Memory Hierarchy

In a perfect world, a computer would have a processor and a very large amount of very fast memory, as fast as the processor. But the problem is, high performance parts are ungodly expensive and nobody can afford a computer unless compromises are made. Cue the memory hierarchy, which is different "levels" of memory that have different performance rates, but all serve a specific purpose. A lot of research lately has been done to reduce the amount of levels or make accessing the slower one less painful.

Memory can be generalized into five hierarchies based upon intended use and speed. If what the processor needs isn't in one level, it moves on to the next, to look for what it needs. The first three hierarchies, registers, cache, and main memory, are currently volatile memory. This means once the power is cut from them, they lose their data. The last two are not volatile and are considered "permanent storage".


Typical access time: One clock cycle.

Registers are typically Static RAM in the processor that hold a data word, which on modern processors is typically 64 or 128 bits. The most important register, found in all processors, is the program counter. This tells where the next instruction is at. Most processors have a status word register which is used for decision making (notably MIPS processors don't have one) and the accumulator, which is used to store the result of a math operation. Complex instruction set computers usually have around a dozen or so registers since they're geared more for accessing main memory. Reduced instruction set computers have a lot more registers.


Typical access time: Tens to hundreds of clock cycles.

Cache is also usually found within the processor, but occasionally it may be another chip. Divided into levels, cache holds frequently used chunks of data from main memory. The more times that piece of data is used, its latency when accessing it approaches cache speed. Single core processors rarely have more than two levels of cache. Modern multi-core processors will have three, two levels for each core, one level that's shared.

Main Memory

Typical access time: Hundreds of clock cycles.

Most commonly called RAM. Main memory is relatively fast and holds most of the data and instructions that are needed by currently running programs. This used to be a precious resource up until the mid to late 2000s. Today, memory is so plentiful that modern-day operating systems will use unused portions of main memory to store the core parts of programs that are used a lot (which is also called caching) so that when opening that program, it appears to load a lot faster.

Secondary Memory

Typical access time: Millions of clock cycles.

Secondary memory is where data can be permanently stored, usually a hard disk drive (HDD) or solid state disk (SSD). The unfortunate thing is that secondary memory has a huge gap of latency, and there's a lot of work done to close this. Aside from bandwidth performance (2GB/s vs. 25.6GB/s on DDR3-1600 RAM), latency is still a bit of an issue (~100,000ns versus 10ns).

Removable memory

Typical access time: Tens of millions of clock cycles

Data that's intended to move around resides on removable memory. Examples include floppy disks, CDs and DVDs, and USB thumb disks. The biggest drawback of course is that they're horrendously slow. However, external hard drives can retain near native speeds with eSATA or USB3.0.

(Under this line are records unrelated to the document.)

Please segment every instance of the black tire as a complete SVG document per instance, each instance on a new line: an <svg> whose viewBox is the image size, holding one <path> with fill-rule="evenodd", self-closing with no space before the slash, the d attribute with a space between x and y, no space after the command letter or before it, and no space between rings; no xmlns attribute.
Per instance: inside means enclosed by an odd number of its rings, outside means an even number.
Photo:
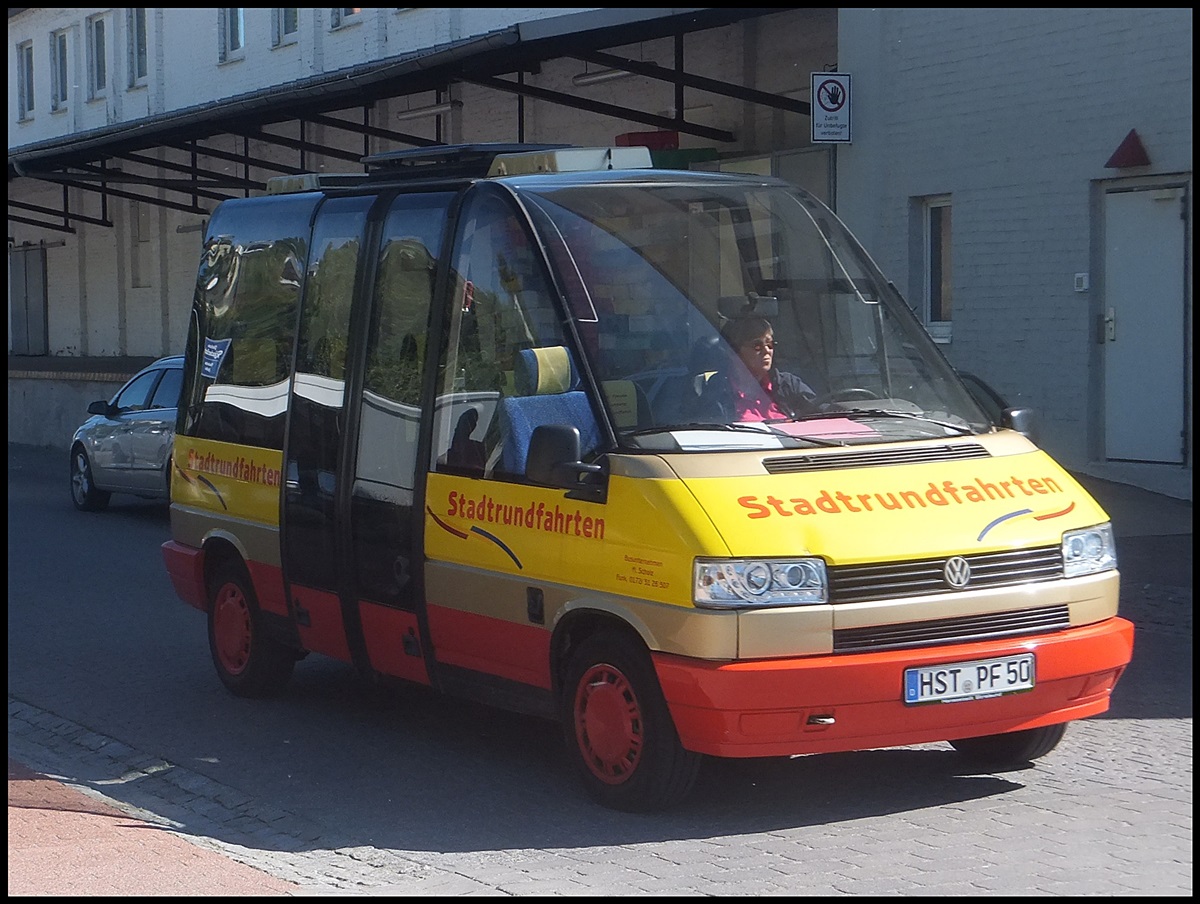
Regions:
<svg viewBox="0 0 1200 904"><path fill-rule="evenodd" d="M963 759L981 766L1023 766L1044 757L1058 746L1067 733L1067 723L985 735L981 738L961 738L950 746Z"/></svg>
<svg viewBox="0 0 1200 904"><path fill-rule="evenodd" d="M108 506L112 493L97 488L92 480L92 462L83 446L71 450L71 502L81 512L99 512Z"/></svg>
<svg viewBox="0 0 1200 904"><path fill-rule="evenodd" d="M238 697L268 697L287 686L295 651L268 636L250 577L225 562L208 590L208 648L221 683Z"/></svg>
<svg viewBox="0 0 1200 904"><path fill-rule="evenodd" d="M703 757L684 750L650 654L605 630L571 654L560 719L568 754L597 803L646 813L683 800Z"/></svg>

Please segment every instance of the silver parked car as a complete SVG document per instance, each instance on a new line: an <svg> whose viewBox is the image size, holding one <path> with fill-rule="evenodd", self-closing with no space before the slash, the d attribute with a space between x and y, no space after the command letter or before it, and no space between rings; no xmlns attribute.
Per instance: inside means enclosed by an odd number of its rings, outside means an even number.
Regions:
<svg viewBox="0 0 1200 904"><path fill-rule="evenodd" d="M82 512L108 505L113 493L171 498L175 411L183 356L138 371L111 401L92 402L71 440L71 501Z"/></svg>

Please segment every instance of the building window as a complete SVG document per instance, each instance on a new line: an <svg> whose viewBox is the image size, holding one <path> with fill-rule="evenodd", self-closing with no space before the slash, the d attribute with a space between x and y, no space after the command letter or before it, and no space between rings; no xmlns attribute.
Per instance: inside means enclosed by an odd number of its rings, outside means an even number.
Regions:
<svg viewBox="0 0 1200 904"><path fill-rule="evenodd" d="M17 47L17 108L20 119L33 115L33 42Z"/></svg>
<svg viewBox="0 0 1200 904"><path fill-rule="evenodd" d="M146 51L146 10L129 11L129 86L143 85L150 74L150 59Z"/></svg>
<svg viewBox="0 0 1200 904"><path fill-rule="evenodd" d="M62 110L67 106L67 89L70 85L67 77L67 33L56 31L50 36L51 110Z"/></svg>
<svg viewBox="0 0 1200 904"><path fill-rule="evenodd" d="M343 6L338 9L329 11L329 27L342 28L346 25L353 25L358 21L358 14L362 12L362 7L359 6Z"/></svg>
<svg viewBox="0 0 1200 904"><path fill-rule="evenodd" d="M88 97L101 97L108 90L107 26L102 17L88 19Z"/></svg>
<svg viewBox="0 0 1200 904"><path fill-rule="evenodd" d="M240 60L245 53L246 23L243 18L245 10L241 7L230 7L220 11L219 31L221 46L217 57L222 63L230 60Z"/></svg>
<svg viewBox="0 0 1200 904"><path fill-rule="evenodd" d="M280 7L273 10L271 25L271 46L296 43L300 33L300 8L298 6Z"/></svg>
<svg viewBox="0 0 1200 904"><path fill-rule="evenodd" d="M926 199L924 221L925 323L935 339L949 341L954 319L949 196Z"/></svg>

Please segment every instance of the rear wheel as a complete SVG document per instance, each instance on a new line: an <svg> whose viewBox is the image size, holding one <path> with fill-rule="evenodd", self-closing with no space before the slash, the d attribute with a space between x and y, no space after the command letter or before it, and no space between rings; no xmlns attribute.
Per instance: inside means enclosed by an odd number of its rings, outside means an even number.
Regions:
<svg viewBox="0 0 1200 904"><path fill-rule="evenodd" d="M1067 733L1067 723L985 735L982 738L961 738L950 746L972 763L981 766L1020 766L1043 757L1058 746Z"/></svg>
<svg viewBox="0 0 1200 904"><path fill-rule="evenodd" d="M71 501L81 512L98 512L108 505L112 494L98 489L92 480L92 463L83 446L71 450Z"/></svg>
<svg viewBox="0 0 1200 904"><path fill-rule="evenodd" d="M239 697L279 693L292 677L295 652L269 637L246 569L226 562L209 585L208 646L221 683Z"/></svg>
<svg viewBox="0 0 1200 904"><path fill-rule="evenodd" d="M567 664L562 726L588 794L628 812L678 803L702 757L683 749L644 646L615 631L586 639Z"/></svg>

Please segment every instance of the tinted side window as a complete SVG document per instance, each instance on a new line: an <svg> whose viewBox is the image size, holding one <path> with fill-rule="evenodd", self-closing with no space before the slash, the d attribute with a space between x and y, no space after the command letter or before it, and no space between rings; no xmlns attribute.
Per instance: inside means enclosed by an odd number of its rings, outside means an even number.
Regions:
<svg viewBox="0 0 1200 904"><path fill-rule="evenodd" d="M121 411L134 411L146 407L150 391L158 380L161 370L150 370L133 380L117 394L115 403Z"/></svg>
<svg viewBox="0 0 1200 904"><path fill-rule="evenodd" d="M337 587L337 474L346 434L350 313L373 199L334 198L313 227L284 459L288 580Z"/></svg>
<svg viewBox="0 0 1200 904"><path fill-rule="evenodd" d="M151 408L174 408L179 404L179 390L183 386L183 368L171 367L163 371L162 380L150 400Z"/></svg>
<svg viewBox="0 0 1200 904"><path fill-rule="evenodd" d="M183 432L283 448L296 309L315 195L218 209L196 284ZM229 205L228 207L226 205Z"/></svg>

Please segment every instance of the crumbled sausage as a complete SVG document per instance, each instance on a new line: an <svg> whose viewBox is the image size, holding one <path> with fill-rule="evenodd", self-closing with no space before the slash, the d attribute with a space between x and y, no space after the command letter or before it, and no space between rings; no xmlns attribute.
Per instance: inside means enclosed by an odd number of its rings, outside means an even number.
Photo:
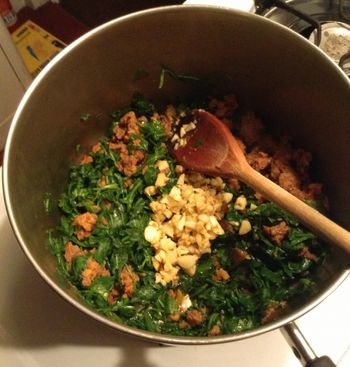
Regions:
<svg viewBox="0 0 350 367"><path fill-rule="evenodd" d="M298 173L300 175L307 174L312 159L311 153L299 148L293 151L292 158Z"/></svg>
<svg viewBox="0 0 350 367"><path fill-rule="evenodd" d="M225 231L225 233L234 231L235 227L226 219L221 219L219 221L219 224L220 224L221 228Z"/></svg>
<svg viewBox="0 0 350 367"><path fill-rule="evenodd" d="M132 135L138 135L140 133L140 122L137 120L135 112L127 112L120 119L113 132L117 140L124 142L128 142Z"/></svg>
<svg viewBox="0 0 350 367"><path fill-rule="evenodd" d="M98 187L102 188L106 186L106 176L102 176L98 181Z"/></svg>
<svg viewBox="0 0 350 367"><path fill-rule="evenodd" d="M97 215L95 213L86 212L84 214L77 215L74 218L73 224L79 226L87 232L92 232L97 221Z"/></svg>
<svg viewBox="0 0 350 367"><path fill-rule="evenodd" d="M299 199L305 198L305 194L300 189L300 180L295 172L282 172L278 178L278 184Z"/></svg>
<svg viewBox="0 0 350 367"><path fill-rule="evenodd" d="M258 201L260 201L261 203L266 201L266 198L263 194L261 194L260 192L256 192L254 194L255 199L257 199Z"/></svg>
<svg viewBox="0 0 350 367"><path fill-rule="evenodd" d="M247 161L256 171L260 172L270 165L271 157L259 148L255 148L247 154Z"/></svg>
<svg viewBox="0 0 350 367"><path fill-rule="evenodd" d="M93 161L94 159L91 157L91 155L84 154L83 157L80 159L80 164L89 164Z"/></svg>
<svg viewBox="0 0 350 367"><path fill-rule="evenodd" d="M169 297L176 298L176 291L172 288L168 289Z"/></svg>
<svg viewBox="0 0 350 367"><path fill-rule="evenodd" d="M99 205L92 205L91 206L91 210L94 212L94 213L98 213L101 211L101 207Z"/></svg>
<svg viewBox="0 0 350 367"><path fill-rule="evenodd" d="M120 279L124 287L123 297L131 297L135 291L135 282L138 282L140 277L130 268L130 266L125 266L120 273Z"/></svg>
<svg viewBox="0 0 350 367"><path fill-rule="evenodd" d="M129 189L133 185L134 181L131 178L127 178L124 181L124 187Z"/></svg>
<svg viewBox="0 0 350 367"><path fill-rule="evenodd" d="M313 254L307 246L304 246L304 248L299 252L298 255L301 257L305 257L306 259L309 259L311 261L317 260L317 256Z"/></svg>
<svg viewBox="0 0 350 367"><path fill-rule="evenodd" d="M188 328L190 328L190 324L188 322L186 322L185 320L180 320L179 322L179 329L180 330L186 330Z"/></svg>
<svg viewBox="0 0 350 367"><path fill-rule="evenodd" d="M158 117L158 118L156 118ZM156 120L160 120L164 130L165 130L165 135L170 138L173 135L173 126L175 124L175 121L177 119L176 117L176 109L174 106L169 105L167 106L166 110L165 110L165 114L161 115L161 116L154 116L154 118Z"/></svg>
<svg viewBox="0 0 350 367"><path fill-rule="evenodd" d="M186 321L191 326L199 326L204 321L204 315L199 310L191 310L186 314Z"/></svg>
<svg viewBox="0 0 350 367"><path fill-rule="evenodd" d="M81 273L81 284L83 287L90 287L96 277L106 277L110 275L110 272L104 265L99 264L95 259L89 257L86 261L85 269Z"/></svg>
<svg viewBox="0 0 350 367"><path fill-rule="evenodd" d="M261 319L262 324L266 324L270 321L275 320L283 309L287 307L287 302L272 302L265 310L264 316Z"/></svg>
<svg viewBox="0 0 350 367"><path fill-rule="evenodd" d="M230 178L228 179L228 186L232 189L239 190L241 188L241 185L239 183L239 180L237 178Z"/></svg>
<svg viewBox="0 0 350 367"><path fill-rule="evenodd" d="M208 336L217 336L221 334L221 329L219 325L214 325L209 331Z"/></svg>
<svg viewBox="0 0 350 367"><path fill-rule="evenodd" d="M247 251L242 250L238 247L232 249L232 261L235 265L239 265L243 260L250 259L250 255Z"/></svg>
<svg viewBox="0 0 350 367"><path fill-rule="evenodd" d="M230 279L230 274L223 268L217 268L215 269L215 274L213 276L213 279L220 282L226 282Z"/></svg>
<svg viewBox="0 0 350 367"><path fill-rule="evenodd" d="M265 310L265 313L264 313L264 316L263 318L261 319L261 323L262 324L266 324L268 323L269 321L272 321L274 320L276 317L276 307L275 306L268 306Z"/></svg>
<svg viewBox="0 0 350 367"><path fill-rule="evenodd" d="M86 253L86 250L82 250L79 246L73 245L72 242L67 242L64 248L64 258L68 263L68 266L72 264L72 260L75 256L85 255Z"/></svg>
<svg viewBox="0 0 350 367"><path fill-rule="evenodd" d="M240 135L247 145L258 142L263 132L263 124L253 113L248 113L242 118Z"/></svg>
<svg viewBox="0 0 350 367"><path fill-rule="evenodd" d="M231 118L237 107L237 99L233 94L225 96L223 100L213 98L209 102L209 109L220 119Z"/></svg>
<svg viewBox="0 0 350 367"><path fill-rule="evenodd" d="M172 313L168 316L169 320L171 321L179 321L180 320L180 312L175 312L175 313Z"/></svg>
<svg viewBox="0 0 350 367"><path fill-rule="evenodd" d="M91 148L91 151L92 151L93 153L97 153L97 152L99 152L100 150L101 150L101 143L97 143L97 144L93 145L93 146L92 146L92 148Z"/></svg>
<svg viewBox="0 0 350 367"><path fill-rule="evenodd" d="M112 207L112 203L109 200L104 200L104 208L109 210Z"/></svg>
<svg viewBox="0 0 350 367"><path fill-rule="evenodd" d="M131 137L140 134L140 121L137 119L135 112L127 112L120 119L113 132L114 136L112 142L109 143L109 148L119 152L116 168L126 176L132 176L137 171L138 164L144 160L146 155L143 150L136 149L140 145L139 139L135 139L133 142L135 149L128 149Z"/></svg>
<svg viewBox="0 0 350 367"><path fill-rule="evenodd" d="M73 225L78 240L83 240L91 235L97 222L97 214L86 212L74 217Z"/></svg>
<svg viewBox="0 0 350 367"><path fill-rule="evenodd" d="M263 226L263 232L268 235L273 242L280 246L288 235L289 227L286 222L282 221L275 226Z"/></svg>
<svg viewBox="0 0 350 367"><path fill-rule="evenodd" d="M108 293L107 302L110 305L113 305L117 301L117 297L120 295L118 290L118 284Z"/></svg>
<svg viewBox="0 0 350 367"><path fill-rule="evenodd" d="M293 168L293 151L286 144L280 147L271 160L271 178L285 190L299 199L305 199L306 194L302 190L302 181L307 177Z"/></svg>
<svg viewBox="0 0 350 367"><path fill-rule="evenodd" d="M317 198L322 194L322 184L311 183L306 188L307 199L317 200Z"/></svg>
<svg viewBox="0 0 350 367"><path fill-rule="evenodd" d="M116 163L118 171L125 174L125 176L132 176L138 168L138 164L143 161L146 154L143 150L131 150L124 143L114 144L113 148L119 151L119 160Z"/></svg>
<svg viewBox="0 0 350 367"><path fill-rule="evenodd" d="M288 172L290 167L291 152L287 148L278 149L271 160L271 178L275 181L282 172Z"/></svg>

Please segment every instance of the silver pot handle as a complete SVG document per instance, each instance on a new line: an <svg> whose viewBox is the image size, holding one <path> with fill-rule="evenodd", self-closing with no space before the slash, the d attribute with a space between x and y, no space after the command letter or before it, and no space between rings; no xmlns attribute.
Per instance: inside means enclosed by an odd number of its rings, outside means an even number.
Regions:
<svg viewBox="0 0 350 367"><path fill-rule="evenodd" d="M303 333L295 322L283 326L281 333L286 338L293 350L294 355L299 359L304 367L336 367L334 362L327 357L317 357L310 344L305 339Z"/></svg>

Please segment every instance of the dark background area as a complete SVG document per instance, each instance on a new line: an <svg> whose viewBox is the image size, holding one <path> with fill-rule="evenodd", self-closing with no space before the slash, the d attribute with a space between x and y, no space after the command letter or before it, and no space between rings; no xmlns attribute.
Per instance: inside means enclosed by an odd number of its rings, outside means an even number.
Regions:
<svg viewBox="0 0 350 367"><path fill-rule="evenodd" d="M184 0L61 0L61 6L88 27L111 19L163 5L182 4Z"/></svg>
<svg viewBox="0 0 350 367"><path fill-rule="evenodd" d="M21 9L18 22L10 31L30 19L68 44L88 30L122 15L183 2L184 0L61 0L59 5L48 2L36 10L29 7Z"/></svg>

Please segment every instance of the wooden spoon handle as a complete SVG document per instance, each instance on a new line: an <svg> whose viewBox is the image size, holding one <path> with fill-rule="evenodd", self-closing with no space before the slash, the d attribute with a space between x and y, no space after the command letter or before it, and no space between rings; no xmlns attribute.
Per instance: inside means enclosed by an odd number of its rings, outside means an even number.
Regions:
<svg viewBox="0 0 350 367"><path fill-rule="evenodd" d="M280 186L255 171L244 167L239 178L260 192L267 199L297 218L302 224L322 239L333 242L350 253L350 232L334 223L323 214L305 204Z"/></svg>

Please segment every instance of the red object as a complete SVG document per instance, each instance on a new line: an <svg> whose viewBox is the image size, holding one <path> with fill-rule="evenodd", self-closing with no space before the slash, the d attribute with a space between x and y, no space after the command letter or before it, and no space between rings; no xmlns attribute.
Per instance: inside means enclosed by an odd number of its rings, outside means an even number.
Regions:
<svg viewBox="0 0 350 367"><path fill-rule="evenodd" d="M8 28L14 26L17 22L17 14L9 0L0 0L0 15Z"/></svg>

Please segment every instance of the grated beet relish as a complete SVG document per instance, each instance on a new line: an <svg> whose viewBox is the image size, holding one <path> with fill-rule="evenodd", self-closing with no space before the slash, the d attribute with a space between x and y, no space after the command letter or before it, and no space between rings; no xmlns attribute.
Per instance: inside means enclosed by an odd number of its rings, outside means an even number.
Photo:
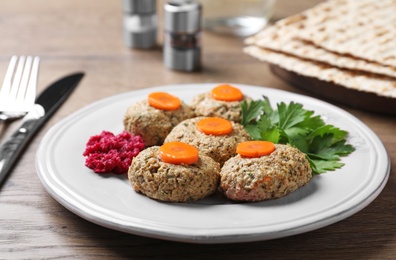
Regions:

A way to comprehend all of this more easily is to pretend you have an open notes physics exam. You also decided to bring a cheat sheet.

  • A register would hold the current formula you're using right now. You'll promptly toss this out of your head when you're done. note 
  • Cache would be holding the formulas you memorized. Occasionally you'll have a brain fart. note 
  • Main memory is the cheat sheet you have. It holds all the pertinent information you could use. But you might forget something minor or you're not quite sure how it worked... note 
  • Secondary memory is your notes. This may have a condensed version of what's in your book, sort of like how installing a program doesn't exactly copy everything to the hard drive.note 
  • Removable memory would be your books. Since you couldn't take your books, you could lack the necessary "program" to solve your problem.